Dependency analysis is important too. It inspects the versions of a project's dependencies, compares them against lists of known security vulnerabilities, and against the most up-to-date versions of the dependencies. Automated dependency analysis helps programmers plan efforts to upgrade dependencies and reduces response time to security vulnerabilities.

There are many static analysis tools. A non-exhaustive list follows.

Wikipedia has a more comprehensive index.

The results of static analysis can be visualized and shared through many free online services, such as Codacy, Code Climate, or libraries.io.

Dynamic Analysis

Test Coverage

A common dynamic analysis metric is test coverage (also known as code coverage). Test coverage is the percentage of code that is executed by automated tests.
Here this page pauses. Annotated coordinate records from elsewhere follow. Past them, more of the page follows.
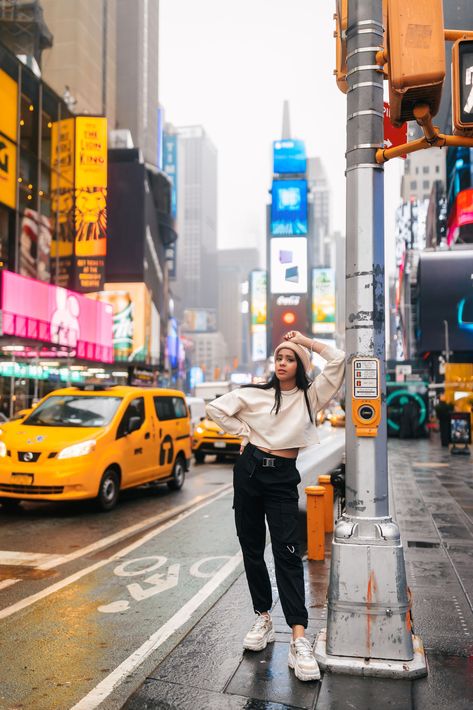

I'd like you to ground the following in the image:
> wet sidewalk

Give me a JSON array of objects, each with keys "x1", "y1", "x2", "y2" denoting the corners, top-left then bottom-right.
[{"x1": 125, "y1": 438, "x2": 473, "y2": 710}]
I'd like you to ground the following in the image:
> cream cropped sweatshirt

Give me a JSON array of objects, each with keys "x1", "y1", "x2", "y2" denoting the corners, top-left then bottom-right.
[{"x1": 206, "y1": 346, "x2": 345, "y2": 451}]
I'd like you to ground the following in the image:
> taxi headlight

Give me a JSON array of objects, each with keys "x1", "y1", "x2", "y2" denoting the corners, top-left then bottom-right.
[{"x1": 57, "y1": 441, "x2": 95, "y2": 459}]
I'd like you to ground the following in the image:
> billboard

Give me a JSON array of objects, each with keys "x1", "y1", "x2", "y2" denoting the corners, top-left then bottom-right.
[
  {"x1": 250, "y1": 269, "x2": 268, "y2": 362},
  {"x1": 182, "y1": 308, "x2": 217, "y2": 333},
  {"x1": 1, "y1": 271, "x2": 113, "y2": 362},
  {"x1": 273, "y1": 139, "x2": 307, "y2": 175},
  {"x1": 74, "y1": 116, "x2": 107, "y2": 291},
  {"x1": 88, "y1": 283, "x2": 151, "y2": 363},
  {"x1": 270, "y1": 237, "x2": 307, "y2": 293},
  {"x1": 312, "y1": 267, "x2": 335, "y2": 335},
  {"x1": 163, "y1": 133, "x2": 177, "y2": 219},
  {"x1": 417, "y1": 248, "x2": 473, "y2": 352},
  {"x1": 270, "y1": 180, "x2": 308, "y2": 236},
  {"x1": 0, "y1": 69, "x2": 18, "y2": 209},
  {"x1": 51, "y1": 118, "x2": 75, "y2": 288}
]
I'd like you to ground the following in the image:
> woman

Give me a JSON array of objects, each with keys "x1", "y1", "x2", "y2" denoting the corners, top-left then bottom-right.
[{"x1": 207, "y1": 330, "x2": 345, "y2": 680}]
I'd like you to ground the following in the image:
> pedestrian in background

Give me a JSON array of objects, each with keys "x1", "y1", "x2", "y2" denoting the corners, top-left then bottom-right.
[{"x1": 207, "y1": 330, "x2": 345, "y2": 680}]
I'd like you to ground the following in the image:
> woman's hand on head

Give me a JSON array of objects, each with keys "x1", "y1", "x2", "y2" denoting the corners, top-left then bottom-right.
[{"x1": 283, "y1": 330, "x2": 307, "y2": 345}]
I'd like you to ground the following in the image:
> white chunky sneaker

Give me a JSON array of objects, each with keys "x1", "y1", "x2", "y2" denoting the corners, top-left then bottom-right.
[
  {"x1": 243, "y1": 614, "x2": 276, "y2": 651},
  {"x1": 287, "y1": 637, "x2": 320, "y2": 680}
]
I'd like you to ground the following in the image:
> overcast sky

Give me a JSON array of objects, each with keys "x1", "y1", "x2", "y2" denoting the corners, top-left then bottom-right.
[{"x1": 159, "y1": 0, "x2": 399, "y2": 268}]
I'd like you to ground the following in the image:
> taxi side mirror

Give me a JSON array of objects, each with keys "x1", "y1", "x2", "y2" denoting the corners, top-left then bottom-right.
[{"x1": 127, "y1": 417, "x2": 141, "y2": 434}]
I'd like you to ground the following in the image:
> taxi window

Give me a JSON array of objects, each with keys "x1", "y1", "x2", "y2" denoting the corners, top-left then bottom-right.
[
  {"x1": 23, "y1": 394, "x2": 122, "y2": 427},
  {"x1": 117, "y1": 397, "x2": 145, "y2": 439},
  {"x1": 153, "y1": 396, "x2": 187, "y2": 422}
]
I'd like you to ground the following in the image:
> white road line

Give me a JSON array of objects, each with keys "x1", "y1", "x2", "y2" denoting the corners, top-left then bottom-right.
[
  {"x1": 37, "y1": 483, "x2": 233, "y2": 570},
  {"x1": 0, "y1": 486, "x2": 230, "y2": 619},
  {"x1": 0, "y1": 550, "x2": 60, "y2": 567},
  {"x1": 0, "y1": 579, "x2": 20, "y2": 589},
  {"x1": 71, "y1": 552, "x2": 242, "y2": 710}
]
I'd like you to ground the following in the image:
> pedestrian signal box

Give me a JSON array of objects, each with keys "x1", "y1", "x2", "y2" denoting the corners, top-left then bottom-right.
[
  {"x1": 388, "y1": 0, "x2": 445, "y2": 128},
  {"x1": 351, "y1": 357, "x2": 381, "y2": 436},
  {"x1": 452, "y1": 39, "x2": 473, "y2": 137}
]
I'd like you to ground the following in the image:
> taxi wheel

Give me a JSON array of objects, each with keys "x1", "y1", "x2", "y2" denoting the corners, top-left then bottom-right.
[
  {"x1": 97, "y1": 468, "x2": 120, "y2": 511},
  {"x1": 168, "y1": 456, "x2": 186, "y2": 491}
]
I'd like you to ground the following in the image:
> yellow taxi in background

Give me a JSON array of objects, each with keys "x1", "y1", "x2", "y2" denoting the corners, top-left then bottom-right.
[
  {"x1": 0, "y1": 387, "x2": 191, "y2": 510},
  {"x1": 192, "y1": 418, "x2": 241, "y2": 463}
]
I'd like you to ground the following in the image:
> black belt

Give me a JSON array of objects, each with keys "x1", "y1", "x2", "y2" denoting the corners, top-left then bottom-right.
[{"x1": 245, "y1": 444, "x2": 295, "y2": 468}]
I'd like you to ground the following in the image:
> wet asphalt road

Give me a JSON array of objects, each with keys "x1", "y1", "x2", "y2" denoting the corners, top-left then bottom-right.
[{"x1": 0, "y1": 457, "x2": 242, "y2": 710}]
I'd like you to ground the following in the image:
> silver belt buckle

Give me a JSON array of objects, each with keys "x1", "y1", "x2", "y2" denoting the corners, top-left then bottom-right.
[{"x1": 263, "y1": 459, "x2": 276, "y2": 468}]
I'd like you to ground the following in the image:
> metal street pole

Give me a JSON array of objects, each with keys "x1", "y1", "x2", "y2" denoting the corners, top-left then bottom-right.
[{"x1": 316, "y1": 0, "x2": 426, "y2": 677}]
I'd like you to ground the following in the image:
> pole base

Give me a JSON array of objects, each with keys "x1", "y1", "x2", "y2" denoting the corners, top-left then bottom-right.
[{"x1": 314, "y1": 629, "x2": 428, "y2": 678}]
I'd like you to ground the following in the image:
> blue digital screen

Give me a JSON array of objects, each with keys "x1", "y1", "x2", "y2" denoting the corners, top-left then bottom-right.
[
  {"x1": 271, "y1": 180, "x2": 308, "y2": 236},
  {"x1": 273, "y1": 139, "x2": 307, "y2": 175}
]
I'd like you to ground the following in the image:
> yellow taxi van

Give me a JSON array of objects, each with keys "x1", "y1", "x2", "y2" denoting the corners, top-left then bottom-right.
[
  {"x1": 0, "y1": 386, "x2": 191, "y2": 510},
  {"x1": 192, "y1": 417, "x2": 241, "y2": 463}
]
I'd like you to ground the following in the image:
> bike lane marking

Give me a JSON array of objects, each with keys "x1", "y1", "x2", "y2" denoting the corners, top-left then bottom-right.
[
  {"x1": 0, "y1": 484, "x2": 232, "y2": 619},
  {"x1": 71, "y1": 551, "x2": 242, "y2": 710}
]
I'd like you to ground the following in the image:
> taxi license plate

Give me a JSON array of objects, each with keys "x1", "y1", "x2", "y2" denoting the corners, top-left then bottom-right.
[{"x1": 12, "y1": 473, "x2": 34, "y2": 486}]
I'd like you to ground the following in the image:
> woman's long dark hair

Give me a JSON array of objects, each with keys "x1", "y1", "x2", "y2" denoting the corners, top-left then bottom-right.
[{"x1": 243, "y1": 353, "x2": 314, "y2": 424}]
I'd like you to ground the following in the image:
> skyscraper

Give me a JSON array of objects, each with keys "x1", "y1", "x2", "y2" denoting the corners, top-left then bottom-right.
[
  {"x1": 116, "y1": 0, "x2": 159, "y2": 165},
  {"x1": 307, "y1": 158, "x2": 332, "y2": 266},
  {"x1": 173, "y1": 126, "x2": 218, "y2": 318},
  {"x1": 41, "y1": 0, "x2": 117, "y2": 128}
]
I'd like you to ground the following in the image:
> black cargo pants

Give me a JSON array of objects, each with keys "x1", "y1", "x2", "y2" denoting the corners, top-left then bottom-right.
[{"x1": 233, "y1": 444, "x2": 307, "y2": 628}]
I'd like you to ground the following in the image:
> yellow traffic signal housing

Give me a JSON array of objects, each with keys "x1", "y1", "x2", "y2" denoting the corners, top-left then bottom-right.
[
  {"x1": 334, "y1": 0, "x2": 348, "y2": 94},
  {"x1": 452, "y1": 39, "x2": 473, "y2": 137},
  {"x1": 388, "y1": 0, "x2": 445, "y2": 127}
]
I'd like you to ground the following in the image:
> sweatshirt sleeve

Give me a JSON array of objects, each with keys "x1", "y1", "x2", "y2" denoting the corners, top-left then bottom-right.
[
  {"x1": 205, "y1": 390, "x2": 250, "y2": 445},
  {"x1": 308, "y1": 346, "x2": 345, "y2": 413}
]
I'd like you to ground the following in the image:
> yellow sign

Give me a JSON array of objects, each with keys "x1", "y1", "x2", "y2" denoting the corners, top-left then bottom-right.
[
  {"x1": 76, "y1": 116, "x2": 107, "y2": 190},
  {"x1": 0, "y1": 69, "x2": 18, "y2": 142},
  {"x1": 0, "y1": 69, "x2": 18, "y2": 209},
  {"x1": 0, "y1": 135, "x2": 17, "y2": 209}
]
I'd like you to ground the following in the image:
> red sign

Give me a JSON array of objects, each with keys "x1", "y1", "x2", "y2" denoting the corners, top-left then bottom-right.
[
  {"x1": 384, "y1": 101, "x2": 407, "y2": 158},
  {"x1": 1, "y1": 271, "x2": 113, "y2": 362}
]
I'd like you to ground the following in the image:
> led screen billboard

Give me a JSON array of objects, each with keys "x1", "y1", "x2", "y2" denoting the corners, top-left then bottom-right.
[
  {"x1": 271, "y1": 180, "x2": 308, "y2": 236},
  {"x1": 270, "y1": 237, "x2": 307, "y2": 293},
  {"x1": 250, "y1": 269, "x2": 268, "y2": 362},
  {"x1": 312, "y1": 267, "x2": 335, "y2": 335},
  {"x1": 417, "y1": 249, "x2": 473, "y2": 352},
  {"x1": 273, "y1": 139, "x2": 307, "y2": 175}
]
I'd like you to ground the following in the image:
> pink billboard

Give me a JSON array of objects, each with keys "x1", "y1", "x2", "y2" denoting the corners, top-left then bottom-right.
[{"x1": 1, "y1": 271, "x2": 113, "y2": 362}]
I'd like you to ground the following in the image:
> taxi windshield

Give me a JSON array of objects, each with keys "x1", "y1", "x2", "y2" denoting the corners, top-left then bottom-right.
[{"x1": 23, "y1": 395, "x2": 122, "y2": 427}]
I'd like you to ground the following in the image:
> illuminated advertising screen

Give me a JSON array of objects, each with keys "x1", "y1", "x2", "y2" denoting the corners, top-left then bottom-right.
[
  {"x1": 163, "y1": 133, "x2": 177, "y2": 219},
  {"x1": 271, "y1": 180, "x2": 308, "y2": 236},
  {"x1": 88, "y1": 283, "x2": 151, "y2": 363},
  {"x1": 74, "y1": 116, "x2": 107, "y2": 291},
  {"x1": 0, "y1": 69, "x2": 18, "y2": 209},
  {"x1": 273, "y1": 139, "x2": 307, "y2": 175},
  {"x1": 1, "y1": 271, "x2": 113, "y2": 362},
  {"x1": 250, "y1": 269, "x2": 268, "y2": 362},
  {"x1": 417, "y1": 248, "x2": 473, "y2": 352},
  {"x1": 312, "y1": 268, "x2": 335, "y2": 335},
  {"x1": 270, "y1": 237, "x2": 307, "y2": 293}
]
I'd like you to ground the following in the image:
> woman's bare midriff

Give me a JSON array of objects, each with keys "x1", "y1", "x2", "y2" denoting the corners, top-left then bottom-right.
[{"x1": 258, "y1": 446, "x2": 299, "y2": 459}]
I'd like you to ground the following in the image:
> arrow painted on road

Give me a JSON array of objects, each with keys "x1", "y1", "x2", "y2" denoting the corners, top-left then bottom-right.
[{"x1": 127, "y1": 564, "x2": 180, "y2": 602}]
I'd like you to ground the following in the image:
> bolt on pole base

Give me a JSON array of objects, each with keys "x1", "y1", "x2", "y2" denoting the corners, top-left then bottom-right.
[{"x1": 314, "y1": 629, "x2": 427, "y2": 679}]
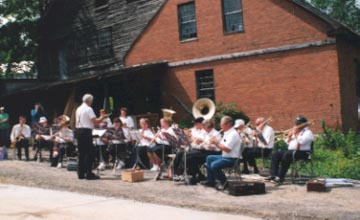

A codebase's overall test coverage provides an indication of how well-tested the codebase is. Line-by-line test coverage data can highlight lines of code that are not being tested. A programmer can use test coverage data to improve tests, and to better-inform estimates of how long a given task will take.

There are many test coverage tools. A non-exhaustive list follows.

Test coverage can be visualized and shared for free by many online services, such as Codecov, or Coveralls. Using tools such as coveralls can make it possible to see the level of coverage in a project or even an organization and look for areas of improvement.